! This post hasn't been updated in over a year. A lot can change in a year including my opinion and the amount of naughty words I use. There's a good chance that there's something in what's written below that someone will find objectionable. That's fine, if I tried to please everybody all of the time then I'd be a Lib Dem (remember them?) and I'm certainly not one of those. The point is, I'm not the kind of person to try and alter history in case I said something in the past that someone can use against me in the future but just remember that the person I was then isn't the person I am now nor the person I'll be in a year's time.
The rugby world cup has started so it’s time for the obligatory whinge about the English RFU using the British national anthem to represent England.
You wouldn’t bring a British flag to an England match so why would you sing the British national anthem?
I agree Re. the anthem. However, some still do bring Union flags to English events Wonko. More so English football, but it happens across the board. Further education needed.
You got the odd tit that takes the wrong flag but 99.9% of people know that they’re supporting England and that means the English flag, not British. Time to start harassing the RFU again I think.
Do those people fly the wrong flag because they’re too stupid or stubborn to get with the programme? Or is it because they’re Brit plants? When you consider that the British state is one giant dirty tricks department (just look at Westminster’s shabby referendum campaign in Scotland last year, as an example), I wouldn’t rule out the second possibility, but it’s more likely the first. As Old Albion says, more education is needed, but that means those of us who are more enlightened persuading the less enlightened, rather than being abusive. It also might help if certain sports governing bodies remembered that they govern their particular sports in England, rather than the entire kingdom
Let’s have an Anthem for England. No problem with that.
But you know how it works – the people who currently moan about England using the UK anthem will be the first to complain about the idea of there being an English anthem – “what does it mean to be English anyway?”, “but such an anthem would alienate the ethnic minority communities in England”, “an English anthem would be a jingoistic, xenophobic, retrograde step”, or “such an anthem should address the darker side of English history”, etc etc.

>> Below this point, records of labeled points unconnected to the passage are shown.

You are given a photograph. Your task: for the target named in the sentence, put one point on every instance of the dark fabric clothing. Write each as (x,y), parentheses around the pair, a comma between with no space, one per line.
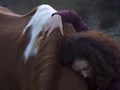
(73,18)
(115,85)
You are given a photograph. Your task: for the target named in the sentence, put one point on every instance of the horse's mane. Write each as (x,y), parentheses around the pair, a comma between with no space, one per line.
(47,68)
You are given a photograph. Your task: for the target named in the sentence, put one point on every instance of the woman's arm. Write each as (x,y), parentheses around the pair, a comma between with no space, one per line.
(73,18)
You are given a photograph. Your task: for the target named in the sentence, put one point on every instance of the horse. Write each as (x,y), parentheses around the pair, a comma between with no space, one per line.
(29,62)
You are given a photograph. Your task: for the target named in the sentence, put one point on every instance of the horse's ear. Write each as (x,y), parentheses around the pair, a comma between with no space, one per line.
(30,13)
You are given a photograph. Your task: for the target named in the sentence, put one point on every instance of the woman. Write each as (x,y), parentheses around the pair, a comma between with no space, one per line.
(94,56)
(62,16)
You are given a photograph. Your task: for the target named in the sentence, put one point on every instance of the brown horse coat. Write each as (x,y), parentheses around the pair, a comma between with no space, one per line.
(42,72)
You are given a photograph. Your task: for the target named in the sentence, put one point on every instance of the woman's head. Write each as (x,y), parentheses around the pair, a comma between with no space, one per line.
(99,53)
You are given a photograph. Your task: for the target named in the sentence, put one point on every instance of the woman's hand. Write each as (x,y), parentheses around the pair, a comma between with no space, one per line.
(53,23)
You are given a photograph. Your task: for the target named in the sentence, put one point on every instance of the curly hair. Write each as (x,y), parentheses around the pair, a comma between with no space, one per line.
(102,53)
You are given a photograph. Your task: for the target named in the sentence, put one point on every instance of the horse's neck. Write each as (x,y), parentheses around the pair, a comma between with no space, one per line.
(43,13)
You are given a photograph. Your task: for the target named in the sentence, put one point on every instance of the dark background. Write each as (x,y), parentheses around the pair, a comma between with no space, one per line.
(101,15)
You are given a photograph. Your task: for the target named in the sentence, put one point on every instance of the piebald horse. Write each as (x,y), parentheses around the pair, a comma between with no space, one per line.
(29,61)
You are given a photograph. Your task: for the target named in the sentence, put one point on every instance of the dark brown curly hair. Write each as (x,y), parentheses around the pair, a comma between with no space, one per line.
(102,53)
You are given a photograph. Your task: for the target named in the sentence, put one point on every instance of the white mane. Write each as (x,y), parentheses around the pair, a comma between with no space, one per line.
(41,16)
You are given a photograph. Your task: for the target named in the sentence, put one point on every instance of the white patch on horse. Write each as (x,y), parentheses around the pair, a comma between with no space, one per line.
(41,16)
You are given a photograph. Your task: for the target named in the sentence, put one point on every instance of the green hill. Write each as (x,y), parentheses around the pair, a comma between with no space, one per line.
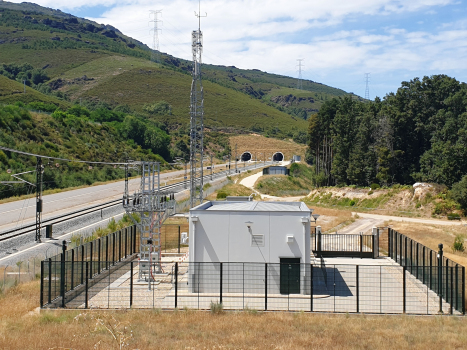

There is a significant block of opinion out there that is anti-England and anti-English no matter what.
You’re not wrong Steve.
Well as a leftie and proud of being both English and British, I can’t see any reason why we can’t have an English national anthem. There is nothing xenophobic about being patriotic.
Personally I would prefer “Jerusalem”, which is both beautiful and moving(and I say that as an atheist)
Well as a leftie you should be aware that in much of the “progressive” left the England flag already has nationalistic, far-right connotations.
http://www.theguardian.com/uk-news/2014/nov/26/patriot-games-battle-for-flag-of-st-george-english-identity
It’s always the same. People complained about England fans using the Union Jack, because that is the British flag and it’s unfair for the English to claim it exclusively for themselves. But even that isn’t good enough, since now the English fly the “correct” flag lefties still moan about the CoSG – because the flag is “too English”, or “not English enough”, or whatever.
Whichever way you look at it there is no pleasing the “progressive”; they object to the very notion of Englishness, and it doesn’t matter what flags we fly, anthems we sing or saint’s days we celebrate. It’s English, so they hate it.
It’s not the flag that matters to me, it’s attitudes of the people who wave them that’s important. A flag is just a piece of cloth.
According to Graham Bartram – vexillologist, Secretary-General of the International Federation of Vexillological Associations and author of British Flags and Emblems – the Cross of St George only became widely used by English sports fans during Euro 96.
It was only because Scotland qualified that the English fans realised that waving their usual Union Flag meant they were supporting both teams and that was the point that the George cross became popular for sports fans.
Personally I think that it’s great to be English and living in a country with a patron saint who was born in Turkey, the son of a Roman soldier and a Palistinian, and whose flag was nicked from the Republic of Genoa. It represents what a truly mongrel and multicultural race we are.
Yur use of the term “mongrel” to describe the English is a racial slur.
I have no interest in talking to the likes of you.
So I’m racist against myself? Interesting seeing as I love my country.
I think I’ll reserve the right to call myself what I damn well please thank you very much.
Upsetting ourselves over flags when we should be working towards the development of an English political identity seems pointless. I couldn’t care less what flags people take to sporting conquests. My sense of self as an Englishman is not formed by flags or sporting prowess. If Englishmen and women wish to fly the union flag at ‘British’ sporting tournaments let them do so and stop whining.